Antibiotika retten jedes Jahr unzählige Menschenleben. Bei ihrem Einsatz ist allerdings Vorsicht angesagt. Denn je häufiger ein Antibiotikum zum Einsatz kommt, desto wahrscheinlicher ist es, dass sich resistente Subtypen des Erregers entwickeln. Diese besitzen dann einen evolutionären Vorteil und verbreiten sich dementsprechend schnell. Schon vor vielen Jahren wurde daher beschlossen, bestimmte Antibiotika in Reserve zu halten. Diese sollen nur dann zum Einsatz kommen, wenn die gängigen Varianten keine Wirkung mehr entfalten. Auf diese Weise soll die Entstehung von gar nicht mehr behandelbaren Resistenzen verhindert werden. Dies funktioniert aber nur teilweise. So sterben den Angaben der EU-Kommission zufolge jährlich weltweit rund 700.000 Menschen aufgrund von Antibiotika-Resistenzen. Rund 33.000 Todesfälle davon entfallen auf die Länder der Europäischen Union. Schätzungen gehen davon aus, dass beide Werte zukünftig noch einmal stark ansteigen dürften. Die EU-Kommission spricht daher von einer „stillen Pandemie“.


Bakterien im Urin
Antibiotika resistente Bakterien Bild: Mkaercher CC BY-SA 3.0 (VIA WIKIMEDIA COMMONS)

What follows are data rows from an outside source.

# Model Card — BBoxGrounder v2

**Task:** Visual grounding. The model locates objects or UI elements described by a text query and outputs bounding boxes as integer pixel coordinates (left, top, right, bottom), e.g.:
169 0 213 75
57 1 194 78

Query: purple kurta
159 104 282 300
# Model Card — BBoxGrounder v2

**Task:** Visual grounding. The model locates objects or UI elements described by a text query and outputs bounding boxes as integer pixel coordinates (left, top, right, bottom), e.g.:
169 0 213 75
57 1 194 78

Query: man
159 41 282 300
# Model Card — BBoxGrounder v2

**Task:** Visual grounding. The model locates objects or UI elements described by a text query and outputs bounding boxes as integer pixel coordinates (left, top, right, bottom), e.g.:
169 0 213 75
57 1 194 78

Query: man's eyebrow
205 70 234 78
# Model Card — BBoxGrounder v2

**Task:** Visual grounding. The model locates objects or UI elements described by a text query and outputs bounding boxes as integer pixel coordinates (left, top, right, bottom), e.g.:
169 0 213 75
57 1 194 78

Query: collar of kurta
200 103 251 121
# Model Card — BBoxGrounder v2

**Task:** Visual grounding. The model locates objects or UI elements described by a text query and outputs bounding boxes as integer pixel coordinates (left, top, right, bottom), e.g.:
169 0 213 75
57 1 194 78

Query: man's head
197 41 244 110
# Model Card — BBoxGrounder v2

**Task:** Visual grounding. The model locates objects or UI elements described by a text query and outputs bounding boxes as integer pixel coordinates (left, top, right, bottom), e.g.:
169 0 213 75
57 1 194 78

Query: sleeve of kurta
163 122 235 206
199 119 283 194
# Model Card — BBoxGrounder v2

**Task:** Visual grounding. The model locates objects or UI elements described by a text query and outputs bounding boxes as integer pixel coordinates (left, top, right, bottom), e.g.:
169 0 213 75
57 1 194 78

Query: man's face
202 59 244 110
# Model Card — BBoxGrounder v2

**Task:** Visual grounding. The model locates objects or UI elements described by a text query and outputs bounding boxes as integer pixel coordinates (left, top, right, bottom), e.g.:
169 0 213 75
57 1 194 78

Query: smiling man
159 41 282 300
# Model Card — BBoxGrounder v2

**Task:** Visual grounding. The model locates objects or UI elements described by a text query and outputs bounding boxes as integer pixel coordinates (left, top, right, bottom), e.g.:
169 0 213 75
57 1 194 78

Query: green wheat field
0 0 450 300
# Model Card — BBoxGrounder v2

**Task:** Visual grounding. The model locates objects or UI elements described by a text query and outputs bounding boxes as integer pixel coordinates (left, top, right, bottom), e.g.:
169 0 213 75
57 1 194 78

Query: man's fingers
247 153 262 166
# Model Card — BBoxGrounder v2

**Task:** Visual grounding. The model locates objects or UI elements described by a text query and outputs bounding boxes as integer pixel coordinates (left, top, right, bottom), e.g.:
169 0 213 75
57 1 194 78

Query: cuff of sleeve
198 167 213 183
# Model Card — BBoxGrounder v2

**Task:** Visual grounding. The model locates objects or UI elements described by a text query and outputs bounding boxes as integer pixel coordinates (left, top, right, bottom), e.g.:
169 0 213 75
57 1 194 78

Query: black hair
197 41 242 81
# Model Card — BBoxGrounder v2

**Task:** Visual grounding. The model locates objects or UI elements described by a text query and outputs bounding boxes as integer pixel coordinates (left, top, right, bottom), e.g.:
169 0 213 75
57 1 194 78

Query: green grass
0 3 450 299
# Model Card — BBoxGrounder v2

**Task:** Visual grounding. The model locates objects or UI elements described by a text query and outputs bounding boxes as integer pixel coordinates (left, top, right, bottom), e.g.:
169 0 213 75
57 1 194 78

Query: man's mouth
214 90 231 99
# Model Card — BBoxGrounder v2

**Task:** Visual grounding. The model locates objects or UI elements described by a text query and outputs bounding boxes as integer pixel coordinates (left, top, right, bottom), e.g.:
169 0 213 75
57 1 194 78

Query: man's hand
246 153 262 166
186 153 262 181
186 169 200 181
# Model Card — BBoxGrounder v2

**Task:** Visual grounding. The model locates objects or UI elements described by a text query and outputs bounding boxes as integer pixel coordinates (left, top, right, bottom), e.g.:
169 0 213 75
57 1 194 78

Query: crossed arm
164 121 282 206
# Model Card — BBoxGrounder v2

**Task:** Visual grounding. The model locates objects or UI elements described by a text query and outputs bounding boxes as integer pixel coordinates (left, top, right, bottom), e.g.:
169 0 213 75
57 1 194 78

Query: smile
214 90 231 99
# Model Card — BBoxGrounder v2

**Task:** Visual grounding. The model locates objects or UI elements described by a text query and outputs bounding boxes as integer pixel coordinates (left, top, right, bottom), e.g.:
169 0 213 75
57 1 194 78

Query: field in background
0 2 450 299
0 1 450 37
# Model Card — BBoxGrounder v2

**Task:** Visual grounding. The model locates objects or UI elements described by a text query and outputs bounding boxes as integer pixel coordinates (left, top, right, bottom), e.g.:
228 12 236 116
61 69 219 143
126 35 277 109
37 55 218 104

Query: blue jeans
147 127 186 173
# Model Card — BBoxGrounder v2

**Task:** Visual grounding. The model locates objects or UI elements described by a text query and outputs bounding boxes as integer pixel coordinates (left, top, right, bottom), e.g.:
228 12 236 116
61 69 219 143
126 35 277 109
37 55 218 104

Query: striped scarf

Der weltweit steigende Fleischkonsum erhöht den Antibiotikaverbrauch

Als problematisch erweist sich in diesem Zusammenhang vor allem der Einsatz von Antibiotika in der Tierzucht. Diese werden in Europa oftmals zur Krankheits-Prophylaxe eingesetzt. In einigen anderen Ländern werden sie zudem auch genutzt, um das Wachstum der Tiere zu beschleunigen. Eine groß angelegte Studie aus dem Jahr 2019 kam zu dem Ergebnis, dass weltweit rund dreimal so viel Antibiotika in der Tierzucht eingesetzt wird wie in der Humanmedizin. Die Nachfrage dürfte durch den weltweit steigenden Fleischkonsum in den nächsten Jahren zudem weiter zunehmen. Dies ist schon grundsätzlich problematisch. Denn wie eingangs erwähnt, steigt mit jeder Anwendung auch die Gefahr von Resistenzen. Noch bedenklicher ist allerdings, dass in der Tierzucht teilweise sogar Reserveantibiotika zum Einsatz kommen. Ein gemeinsamer Appel verschiedener gemeinnütziger Organisationen ruft daher nun eindringlich dazu auf, zumindest diese Praxis zu verbieten. Reserveantibiotika dürften dann nur noch in der Humanmedizin genutzt werden.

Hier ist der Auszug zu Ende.